Malowney and her colleagues called 360 psychiatrists in the Boston, Chicago, and Houston metropolitan areas posing as patients hoping to set up an appointment. Psychiatrists were listed in the Blue Cross and Blue Shield (BCBS) online database of in-network provides and were located within a 10-mile radius of suburban ZIP codes in each metropolitan area. The BCBS system is the largest health insurance provider in Massachusetts, Illinois, and Texas. Researchers, or “simulated patients,” either posed as a patient with BCBS PPO insurance or Medicare, or a patient willing to pay out of pocket.

These “simulated patients” were only able to schedule an appointment with 93 psychiatrists out of 360 (26 percent). Psychiatrists in Boston were the least likely to set up an appointment compared to those in Houston who were most likely to do so. Out of the 267 psychiatrists that failed to schedule an appointment, 23 percent did not even bother to call the patient back. Fifteen percent said that their practices were full and could not take any more patients. Ten percent said they did not offer adult outpatient services.

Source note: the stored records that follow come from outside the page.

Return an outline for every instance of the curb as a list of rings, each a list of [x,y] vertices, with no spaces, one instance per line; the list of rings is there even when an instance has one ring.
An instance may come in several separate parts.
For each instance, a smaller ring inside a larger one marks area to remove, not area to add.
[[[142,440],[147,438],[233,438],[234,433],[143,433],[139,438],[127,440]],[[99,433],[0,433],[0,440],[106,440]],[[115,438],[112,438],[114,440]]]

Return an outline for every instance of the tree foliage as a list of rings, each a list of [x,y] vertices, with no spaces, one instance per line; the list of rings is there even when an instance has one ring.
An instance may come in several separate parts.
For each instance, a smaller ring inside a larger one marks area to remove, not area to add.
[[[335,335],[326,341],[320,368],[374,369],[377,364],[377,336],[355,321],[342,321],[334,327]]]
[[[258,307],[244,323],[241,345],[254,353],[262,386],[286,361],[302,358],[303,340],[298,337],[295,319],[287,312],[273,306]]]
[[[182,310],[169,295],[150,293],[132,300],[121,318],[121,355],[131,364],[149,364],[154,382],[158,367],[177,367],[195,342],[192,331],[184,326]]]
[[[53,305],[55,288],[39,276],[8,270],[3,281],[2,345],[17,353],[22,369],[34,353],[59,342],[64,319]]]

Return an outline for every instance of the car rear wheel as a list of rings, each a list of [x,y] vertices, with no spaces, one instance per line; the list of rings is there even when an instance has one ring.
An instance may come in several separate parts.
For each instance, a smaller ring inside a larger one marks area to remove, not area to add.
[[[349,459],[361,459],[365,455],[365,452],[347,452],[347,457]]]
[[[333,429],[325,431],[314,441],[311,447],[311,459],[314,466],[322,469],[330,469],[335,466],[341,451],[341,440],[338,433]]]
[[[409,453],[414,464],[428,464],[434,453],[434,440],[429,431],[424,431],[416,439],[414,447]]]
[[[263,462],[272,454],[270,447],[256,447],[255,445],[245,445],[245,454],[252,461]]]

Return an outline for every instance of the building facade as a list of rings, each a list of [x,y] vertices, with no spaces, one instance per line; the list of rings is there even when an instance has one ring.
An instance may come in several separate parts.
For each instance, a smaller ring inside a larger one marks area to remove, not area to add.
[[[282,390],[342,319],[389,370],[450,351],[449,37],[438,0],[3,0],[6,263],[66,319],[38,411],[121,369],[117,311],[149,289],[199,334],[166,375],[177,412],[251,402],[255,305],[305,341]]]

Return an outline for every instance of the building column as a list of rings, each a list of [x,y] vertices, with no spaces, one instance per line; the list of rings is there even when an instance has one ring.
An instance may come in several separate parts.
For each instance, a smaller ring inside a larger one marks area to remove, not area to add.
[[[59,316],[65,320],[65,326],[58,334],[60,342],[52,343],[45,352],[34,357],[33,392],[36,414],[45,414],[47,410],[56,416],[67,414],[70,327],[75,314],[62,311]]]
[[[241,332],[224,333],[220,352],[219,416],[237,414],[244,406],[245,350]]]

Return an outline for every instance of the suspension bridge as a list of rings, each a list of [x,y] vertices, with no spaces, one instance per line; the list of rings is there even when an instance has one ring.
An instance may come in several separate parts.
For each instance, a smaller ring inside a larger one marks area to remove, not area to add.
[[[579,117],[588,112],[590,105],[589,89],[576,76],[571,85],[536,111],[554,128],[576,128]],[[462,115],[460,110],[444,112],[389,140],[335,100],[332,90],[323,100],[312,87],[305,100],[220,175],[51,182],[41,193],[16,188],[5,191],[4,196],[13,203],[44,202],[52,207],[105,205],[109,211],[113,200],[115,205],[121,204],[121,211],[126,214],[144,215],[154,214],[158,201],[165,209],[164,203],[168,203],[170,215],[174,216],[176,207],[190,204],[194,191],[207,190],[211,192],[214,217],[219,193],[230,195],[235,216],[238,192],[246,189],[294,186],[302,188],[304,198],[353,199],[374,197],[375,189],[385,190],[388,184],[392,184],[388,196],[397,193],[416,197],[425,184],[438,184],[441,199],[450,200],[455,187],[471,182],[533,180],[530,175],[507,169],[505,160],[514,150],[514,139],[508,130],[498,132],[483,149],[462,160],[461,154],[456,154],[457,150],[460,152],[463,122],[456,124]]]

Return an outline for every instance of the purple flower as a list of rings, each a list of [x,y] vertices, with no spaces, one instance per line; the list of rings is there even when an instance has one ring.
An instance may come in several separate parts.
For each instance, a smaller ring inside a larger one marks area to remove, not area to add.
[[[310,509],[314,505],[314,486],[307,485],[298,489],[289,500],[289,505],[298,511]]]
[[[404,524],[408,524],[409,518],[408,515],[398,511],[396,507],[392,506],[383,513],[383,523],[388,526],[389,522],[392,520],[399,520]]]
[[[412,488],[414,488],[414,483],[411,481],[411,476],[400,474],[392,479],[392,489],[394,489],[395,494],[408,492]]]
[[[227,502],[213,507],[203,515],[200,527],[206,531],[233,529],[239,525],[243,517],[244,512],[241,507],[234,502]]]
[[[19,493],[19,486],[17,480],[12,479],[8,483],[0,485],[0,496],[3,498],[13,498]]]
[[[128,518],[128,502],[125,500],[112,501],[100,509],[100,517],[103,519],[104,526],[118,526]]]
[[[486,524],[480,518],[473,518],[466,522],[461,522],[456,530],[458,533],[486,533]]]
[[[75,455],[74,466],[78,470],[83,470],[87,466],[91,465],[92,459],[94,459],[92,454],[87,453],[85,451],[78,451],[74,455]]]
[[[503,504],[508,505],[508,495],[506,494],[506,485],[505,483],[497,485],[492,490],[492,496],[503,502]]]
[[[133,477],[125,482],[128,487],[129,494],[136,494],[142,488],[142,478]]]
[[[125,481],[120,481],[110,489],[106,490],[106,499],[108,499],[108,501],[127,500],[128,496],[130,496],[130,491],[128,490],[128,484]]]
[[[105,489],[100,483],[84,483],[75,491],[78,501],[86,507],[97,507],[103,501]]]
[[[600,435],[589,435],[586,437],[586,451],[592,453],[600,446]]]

"Insurers provide lists of providers, but they are filled with names of individuals whose practices are full or who don't bother to return phone calls or with phone numbers that are simply wrong. Calling for a psychiatric appointment and reaching a McDonald's? That is totally unacceptable." said Dr. J. Wesley Boyd, an attending psychiatrist at Cambridge Health Alliance and Harvard Medical School faculty member.

The results from this study show that health insurance does not guarantee an appointment with an outpatient psychiatrist. Even though patients with BCBS insurance or those willing to pay out of pocket had an easier time scheduling an appointment compared to patients with Medicare, this finding was minimal. Researchers concluded that the only way to increase psychiatric care availability was to increase the number of psychiatrists. To do so, they suggest making the psychiatry field more appealing to medical students by combining psychiatric care with primary care and better reimbursements from insurers.

"Insurance companies care more about turning a profit than actually providing care,” Boyd added. “Everyone, even individuals with supposedly excellent insurance, has a hard time accessing psychiatric care, so what is needed is a comprehensive overhaul of psychiatric care in the context of a thoughtful single-payer system that allocates resources according to our nation's medical needs."